Your moral code here fails you because you don't know that they are an innocent party, in fact, the only reason you would be interrogating them in the first place is because you reasonably believe that they AREN'T an innocent party, that they do have in information you need. Anything else is just a waste of time.

You're right, I don't know that a particular individual is innocent, however, presumption of innocence is also an article of US jurisprudence.

Bobby, that's not an argument about morality at all, it's a legal one that still fails you. A presumption of innocence is for the purposes of a trial, so that the trier of fact (the judge or the jury) looks at the evidence impartially. People are arrested and detained PRECISELY BECAUSE they are actually presumed to be guilty. If there is reasonable evidence that they did it, the presumption is actually of guilt, that's why they are detained. In a crappy cell, sometimes for days on end. Just like interrogation, you don't bother to arrest 100 people and just let them stew. You only arrest someone if you reasonably believe that they AREN'T an innocent party. It's the same with interrogation, you only interrogate someone when you have evidence to reasonably believe that they have the information you need.

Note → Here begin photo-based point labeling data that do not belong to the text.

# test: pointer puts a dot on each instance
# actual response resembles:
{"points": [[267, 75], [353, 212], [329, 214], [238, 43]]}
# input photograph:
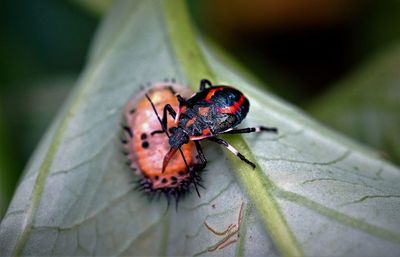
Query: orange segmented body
{"points": [[146, 151]]}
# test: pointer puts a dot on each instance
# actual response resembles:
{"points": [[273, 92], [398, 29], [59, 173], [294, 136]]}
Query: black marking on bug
{"points": [[145, 144], [212, 111]]}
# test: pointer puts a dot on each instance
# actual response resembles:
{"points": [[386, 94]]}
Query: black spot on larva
{"points": [[145, 144]]}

Even that article you mention notes the presumption of guilt in every day practice, one example is that often an applicant must prove their innocent of drug use by taking a pre-employment drug test. The presumption is of guilt, just as it is in the law.

You see, in essence you are sacrificing the lives of others (a child, a platoon of soldiers, or a city) because of your unwillingness to be wrong.

That and that I also believe in the rule of law.

I guess I don't know what you want there. This stuff is kinda illegal everywhere. I say kinda because it is routine and mundane and it's rare that anyone would be prosecuted for it, everyone that matters looks the other way, and the laws are pretty weak, on purpose. But be that as it may, the legal argument isn't enough to prevent it happening. All that has provided is a crutch for why ~you~ wouldn't do it.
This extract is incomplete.